Burns has deeper links within Spanish society than most observers. His father Tom was a spy in Madrid during the Second World War and a Madrid metro station is named after his grandfather Gregorio Marañon. His closeness to issues outside sport soon emerges. Don Quixote shows up on page one and General Franco, ETA, recent president José Luis Zapatero and 19th century English travelwriter Richard Ford are all mentioned early on. None of them played much football, but they help argue that Spanish politics and culture shaped the country's football team.

Whereas in Phil Ball's Morbo you hear from taxi-drivers and local barmen, Burns draws in Federico García Lorca, Wilfred the Hairy and St Ignatius of Loyola. At times there are too many digressions into bullfighting theory and references to Quixote tilting at windmills. Another minor quibble is the recycling of anecdotes and interviews from Burns's previous books on Barcelona, Diego Maradona and David Beckham. Ardal O'Hanlon's thoughts on Catalan nationalism could have been left out.

But when a club president (Barcelona's Josep Sunyol) can be shot for his political beliefs or a stadium can become the safest place for voicing political dissent (Athletic Bilbao's San Mames), a broad approach makes sense. Many of the central influences on Spain's footballing development, from Santiago Bernabéu to Johan Cruyff, were not shy about voicing strong political opinions. A paragraph in a football book that begins with the inauguration of Real Madrid's new stadium and ends with a military coup is novel. The story of how Athletic players heard about the Luftwaffe's bombing of Guernica while on a tour of France is moving.

Burns's central point makes sense; Spain ditched its cultural and historical baggage, found its own football identity and suddenly became very, very good. For the entire 20th century, the national team was la furia Española – virile, aggressive and played by men with big cojones. When Luís Aragones changed the nickname to La Roja, some thought immediately of the losing "reds" from the civil war, but for Aragones it was just a colour like Italy's Azzurri or Holland's Oranje. Then Vicente del Bosque – from a republican family but a successful player and coach at Real Madrid – built his World Cup-winning team around a core of tiki-taka-loving Catalans.

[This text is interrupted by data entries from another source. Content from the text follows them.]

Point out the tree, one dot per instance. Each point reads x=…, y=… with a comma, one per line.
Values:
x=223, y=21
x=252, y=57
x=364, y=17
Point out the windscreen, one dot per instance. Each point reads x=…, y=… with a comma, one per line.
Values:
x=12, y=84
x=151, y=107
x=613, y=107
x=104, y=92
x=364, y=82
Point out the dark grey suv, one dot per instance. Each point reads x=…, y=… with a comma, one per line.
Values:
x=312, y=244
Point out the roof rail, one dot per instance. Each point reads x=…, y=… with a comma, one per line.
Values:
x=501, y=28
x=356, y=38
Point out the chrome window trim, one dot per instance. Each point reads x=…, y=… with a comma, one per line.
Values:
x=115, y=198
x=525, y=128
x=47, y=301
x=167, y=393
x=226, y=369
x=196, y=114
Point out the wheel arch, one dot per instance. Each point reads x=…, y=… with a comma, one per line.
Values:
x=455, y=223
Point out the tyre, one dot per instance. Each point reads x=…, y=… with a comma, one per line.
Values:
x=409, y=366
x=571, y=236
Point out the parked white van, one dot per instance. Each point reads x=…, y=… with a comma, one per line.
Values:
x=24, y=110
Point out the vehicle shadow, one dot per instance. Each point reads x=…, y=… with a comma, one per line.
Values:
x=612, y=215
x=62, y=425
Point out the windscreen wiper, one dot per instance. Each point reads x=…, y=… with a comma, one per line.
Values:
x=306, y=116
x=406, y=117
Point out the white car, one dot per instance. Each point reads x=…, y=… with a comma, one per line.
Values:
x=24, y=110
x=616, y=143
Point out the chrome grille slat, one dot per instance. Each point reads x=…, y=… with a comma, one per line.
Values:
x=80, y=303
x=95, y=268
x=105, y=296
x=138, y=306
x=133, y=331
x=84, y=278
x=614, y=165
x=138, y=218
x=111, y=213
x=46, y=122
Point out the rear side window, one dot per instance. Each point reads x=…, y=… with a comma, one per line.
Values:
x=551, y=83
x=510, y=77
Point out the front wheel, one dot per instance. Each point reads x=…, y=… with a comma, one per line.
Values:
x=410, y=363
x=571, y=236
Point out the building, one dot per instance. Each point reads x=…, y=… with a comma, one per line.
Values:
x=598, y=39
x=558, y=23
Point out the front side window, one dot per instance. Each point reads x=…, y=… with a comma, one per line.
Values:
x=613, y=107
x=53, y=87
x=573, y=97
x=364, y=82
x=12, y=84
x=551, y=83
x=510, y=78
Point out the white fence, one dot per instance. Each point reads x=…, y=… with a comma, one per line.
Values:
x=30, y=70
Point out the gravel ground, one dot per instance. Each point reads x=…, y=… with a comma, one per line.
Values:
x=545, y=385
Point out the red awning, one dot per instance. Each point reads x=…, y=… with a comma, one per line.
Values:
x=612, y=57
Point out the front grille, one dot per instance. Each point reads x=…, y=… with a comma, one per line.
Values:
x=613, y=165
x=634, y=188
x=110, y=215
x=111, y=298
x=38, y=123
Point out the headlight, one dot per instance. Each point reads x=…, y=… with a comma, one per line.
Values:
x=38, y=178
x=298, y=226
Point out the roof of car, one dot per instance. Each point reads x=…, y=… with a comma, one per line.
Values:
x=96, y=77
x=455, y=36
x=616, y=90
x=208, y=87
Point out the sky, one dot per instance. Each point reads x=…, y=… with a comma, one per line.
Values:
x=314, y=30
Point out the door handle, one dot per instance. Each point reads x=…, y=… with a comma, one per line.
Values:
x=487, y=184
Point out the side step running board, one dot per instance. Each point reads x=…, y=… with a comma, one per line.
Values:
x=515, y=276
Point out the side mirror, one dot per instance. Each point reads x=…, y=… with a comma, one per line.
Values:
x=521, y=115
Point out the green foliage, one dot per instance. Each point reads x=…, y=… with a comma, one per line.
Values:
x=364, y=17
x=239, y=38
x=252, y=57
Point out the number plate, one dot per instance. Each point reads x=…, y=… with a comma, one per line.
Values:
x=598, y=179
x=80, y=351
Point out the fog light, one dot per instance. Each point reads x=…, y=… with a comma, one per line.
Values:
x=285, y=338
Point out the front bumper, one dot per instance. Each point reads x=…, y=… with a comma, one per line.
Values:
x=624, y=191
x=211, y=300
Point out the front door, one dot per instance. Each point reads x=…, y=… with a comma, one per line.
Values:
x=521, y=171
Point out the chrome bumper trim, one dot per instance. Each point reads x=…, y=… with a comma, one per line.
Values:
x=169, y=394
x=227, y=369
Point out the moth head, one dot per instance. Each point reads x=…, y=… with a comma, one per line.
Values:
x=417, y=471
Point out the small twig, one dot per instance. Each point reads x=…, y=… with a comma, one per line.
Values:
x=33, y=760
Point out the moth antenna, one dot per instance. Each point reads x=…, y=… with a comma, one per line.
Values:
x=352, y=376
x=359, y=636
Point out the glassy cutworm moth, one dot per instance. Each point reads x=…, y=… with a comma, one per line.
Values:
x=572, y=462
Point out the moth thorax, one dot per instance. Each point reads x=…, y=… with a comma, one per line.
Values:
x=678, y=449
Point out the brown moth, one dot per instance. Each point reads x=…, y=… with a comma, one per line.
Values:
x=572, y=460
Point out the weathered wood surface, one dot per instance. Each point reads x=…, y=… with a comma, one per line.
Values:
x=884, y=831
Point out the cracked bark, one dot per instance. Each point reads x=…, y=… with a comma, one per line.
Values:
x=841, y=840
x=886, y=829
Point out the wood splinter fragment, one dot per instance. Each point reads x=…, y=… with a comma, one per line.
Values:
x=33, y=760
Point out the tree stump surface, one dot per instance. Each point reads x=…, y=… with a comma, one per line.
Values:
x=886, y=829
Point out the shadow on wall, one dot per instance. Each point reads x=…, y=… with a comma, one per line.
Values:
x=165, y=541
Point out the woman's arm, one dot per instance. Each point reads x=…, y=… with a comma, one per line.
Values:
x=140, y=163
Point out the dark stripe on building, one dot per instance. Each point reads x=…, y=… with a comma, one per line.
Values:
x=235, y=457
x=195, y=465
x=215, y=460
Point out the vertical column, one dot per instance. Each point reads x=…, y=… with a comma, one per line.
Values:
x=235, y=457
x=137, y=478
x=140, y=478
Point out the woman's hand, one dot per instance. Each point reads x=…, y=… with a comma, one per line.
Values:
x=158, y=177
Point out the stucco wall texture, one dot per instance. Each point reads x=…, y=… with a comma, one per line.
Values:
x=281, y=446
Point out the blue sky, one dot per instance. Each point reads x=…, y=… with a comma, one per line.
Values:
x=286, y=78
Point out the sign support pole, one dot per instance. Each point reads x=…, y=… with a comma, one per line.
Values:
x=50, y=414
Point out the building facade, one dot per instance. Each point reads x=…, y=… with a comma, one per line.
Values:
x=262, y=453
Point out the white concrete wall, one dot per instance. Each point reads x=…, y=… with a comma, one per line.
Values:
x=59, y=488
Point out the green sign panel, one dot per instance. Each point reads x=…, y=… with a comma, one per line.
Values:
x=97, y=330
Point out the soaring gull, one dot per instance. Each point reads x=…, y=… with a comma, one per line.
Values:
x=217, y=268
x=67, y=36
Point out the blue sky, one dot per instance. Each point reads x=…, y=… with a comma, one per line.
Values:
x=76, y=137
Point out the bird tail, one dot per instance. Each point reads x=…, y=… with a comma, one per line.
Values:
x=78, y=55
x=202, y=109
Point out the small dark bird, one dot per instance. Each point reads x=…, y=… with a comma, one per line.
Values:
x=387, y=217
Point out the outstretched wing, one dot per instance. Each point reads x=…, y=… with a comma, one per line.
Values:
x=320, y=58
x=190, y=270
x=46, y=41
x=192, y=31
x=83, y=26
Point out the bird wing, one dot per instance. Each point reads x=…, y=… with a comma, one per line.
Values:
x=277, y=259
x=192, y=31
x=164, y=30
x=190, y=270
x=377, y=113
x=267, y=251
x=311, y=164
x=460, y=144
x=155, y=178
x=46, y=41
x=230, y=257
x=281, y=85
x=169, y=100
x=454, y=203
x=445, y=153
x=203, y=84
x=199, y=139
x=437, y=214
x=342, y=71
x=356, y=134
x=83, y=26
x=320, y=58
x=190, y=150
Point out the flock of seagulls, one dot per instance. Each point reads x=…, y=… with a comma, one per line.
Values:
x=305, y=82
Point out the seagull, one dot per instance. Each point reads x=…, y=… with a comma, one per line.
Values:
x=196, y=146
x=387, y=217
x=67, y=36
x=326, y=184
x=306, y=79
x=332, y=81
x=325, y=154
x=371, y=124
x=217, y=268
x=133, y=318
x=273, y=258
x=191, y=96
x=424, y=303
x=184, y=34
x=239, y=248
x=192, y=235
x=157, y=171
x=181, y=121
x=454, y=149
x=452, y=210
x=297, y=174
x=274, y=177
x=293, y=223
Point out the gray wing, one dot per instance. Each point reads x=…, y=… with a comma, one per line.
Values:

The book is about this cultural shift. There are interviews with central figures, including Cruyff, Del Bosque, Jorge Valdano and Ladislav Kubala, but not much time is spent analysing tactics or youth systems. Burns's central concern is not whether David Silva can play as a false nine, but how Spain's football team represent the people (or peoples) found within its current borders. He succeeds in telling that story.